An Ancient Tradition

The Iliad is the earliest work of European literature, dated to around the 9th century BC. It is an epic poem, supposedly written by Homer, but most people think it has several authors because the poems show evidence of an aural tradition. It tells the tale of a few months during the siege of Troy, by the Greeks.

It starts with Agamemnon, the Greek's 'king of kings', being forced to give up Chryseis, one of his spoils of war. In compensation he seizes Briseis from Achilles. This causes Achilles to withdraw from the war.

Now the reason the Greeks are there in the first place is well-known: the Trojans have captured Helen. The actual man responsible for this is Paris, but he turns out to be a bit of a drip, and it is mainly Hector, his brother who is the most heroic in the end.
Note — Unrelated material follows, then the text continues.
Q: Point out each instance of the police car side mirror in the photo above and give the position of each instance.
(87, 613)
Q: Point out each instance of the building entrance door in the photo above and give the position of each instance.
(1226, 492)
There are various bloody battles and strategic withdrawals, and it ends pretty much at stale-mate.

That at least is the original version. Baricco adds in a final chapter years later telling of how the famous wooden horse allows a small contingent of men into Troy, the Greek ships are signalled back to shore and Troy is sacked.

In the preface Baricco explains what he has done. He has taken a prose version of the Iliad written by Maria Grazia Ciani, and condensed it to a much shorter piece. He made some cuts, looked for rhythm, 'made the narrative subjective' ie told the many different voices in the first person supplanting the original Homeric narrator, and added a little to the text - these are italicised. These italicised passages were my favourite parts. The writing was quite beautiful and it made me want to read more of Baricco's work.

This version was performed twice each performance lasting two nights with a cast of eight taking different voices.

As Baricco points out this is a Greek text translated into an Italian text, adapted into another Italian text and then translated into English. So, it is somewhat derivative.

I found reading it very interesting, and having never read the Iliad before think I have learnt a lot very quickly. The number of different characters meant that it was sometimes difficult to follow but this is inevitable given the source. I think, as an exercise, it has worked well, and would be ideal for a class of school children to perform, as each of them would get a chance to perform, and they would inevitably become familiar with an interesting and oft-referred to piece of ancient history.

Reading the text reminded me of Jane Smiley's THE GREENLANDERS and also, to some extent, THE BIBLE. The prose tends towards a list and there is never a sense of involvement with the characters as there is say in Shakespeare or Defoe. It reminded me of how much I appreciate the modern novel (post-seventeenth century rather than post-twentieth) with its concentration, at least some of the time, on the inner world of the characters. Although Baricco says he has made it more subjective by attributing parts of the text to certain people, I am not sure that he has added anything to the text by doing this. The characters often describe scenes they couldn't have known, and in one chapter (Priam's) the first person becomes confused with the third. The chapter starts with Priam in the third person then suddenly changes to first person. It is odd, and made me re-read it a few times to see if I had it right, and I think I have. I suppose though, by converting to the first person he allowed the text to be performed - thus taking it back once more to its aural traditions.

I am glad I read this book, and recommend it - not particularly as a riveting read, but as an interesting way of absorbing a piece of essential western European culture.